Unite warns no lessons learnt over Carillion
Unite, Britain and Ireland’s largest union, has warned that a year after Carillion’s collapse the government’s inaction is putting jobs at risk and could result in future corporate meltdowns.
With £7Bn in liabilities and just £29M in the bank, Carillion went into compulsory liquidation on 15 January 2018. Experts believe that Carillion had been trading while insolvent for several years prior to its collapse.
Some 3,000 of Carillion’s staff were made redundant with many other workers in the company’s supply chain also losing their jobs. Many of Carillion’s sub-contractors were also forced out of business. The cost to the taxpayer for Carillion’s collapse is well in excess of £150M, with much of this money paid to accountants PwC.
Despite the scale of Carillion’s collapse, Unite is appealing against the inaction against any of Carillion’s directors or senior managers, despite longstanding investigations by the Financial Reporting Council (FRC) and the Insolvency Service. There have also been suggestions of investigations into potential insider trading. The delay in action led Unite to call for an immediate criminal investigation into Carillion’s collapse in September last year.
Unite say that the government has rejected all calls for substantial reforms to prevent further Carillion style collapses, with the only change being government piloting a policy that requires major outsourcing companies with public sector contracts in financial difficulties to produce a ‘living will’ to detail how services can continue to be run following a company’s demise.
Unite assistant general secretary Gail Cartmail: “It is staggering that a year after the biggest corporate failure in modern UK history the government has carried on as though it is business as normal.
“The government’s failure to take action to ensure that there cannot be similar collapses in the future is a betrayal of workers, who still face being cast on the scrapheap without warning because of irresponsible directors who place profits and shareholder dividends before people.
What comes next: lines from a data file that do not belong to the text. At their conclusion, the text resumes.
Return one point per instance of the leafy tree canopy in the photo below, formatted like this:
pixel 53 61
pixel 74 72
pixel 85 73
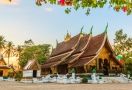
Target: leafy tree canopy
pixel 38 52
pixel 123 46
pixel 117 5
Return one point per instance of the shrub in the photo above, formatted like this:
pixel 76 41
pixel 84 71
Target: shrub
pixel 84 80
pixel 19 76
pixel 100 77
pixel 10 74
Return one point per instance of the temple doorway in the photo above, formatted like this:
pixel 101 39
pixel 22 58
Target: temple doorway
pixel 34 73
pixel 63 69
pixel 105 67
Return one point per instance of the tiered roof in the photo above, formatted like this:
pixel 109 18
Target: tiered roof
pixel 78 50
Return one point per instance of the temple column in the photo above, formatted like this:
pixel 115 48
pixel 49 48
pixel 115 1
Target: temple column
pixel 69 70
pixel 85 68
pixel 52 70
pixel 97 63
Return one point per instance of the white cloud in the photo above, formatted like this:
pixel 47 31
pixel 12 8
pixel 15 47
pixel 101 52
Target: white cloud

“The fact that no one involved in Carillion has yet had any form of action taken against them, demonstrates either that the regulators are failing to do their jobs or that existing laws are too weak. If it is the latter then we need better stronger laws.
“Taxpayers were handed a bill of over £150M to clean up the mess left by Carillion, yet the government has failed to end bandit capitalism in the UK.
“A year on from Carillion’s collapse the government needs to stop prevaricating and start taking effective action to drive bandit capitalism out of the UK.”
In December last year Unite published the first comprehensive report into Carillion’s collapse with over 20 recommendations for reforms needed to prevent future corporate collapses, the report is titled: Ending Bandit Capitalism: Learning the lessons following Carillion’s collapse.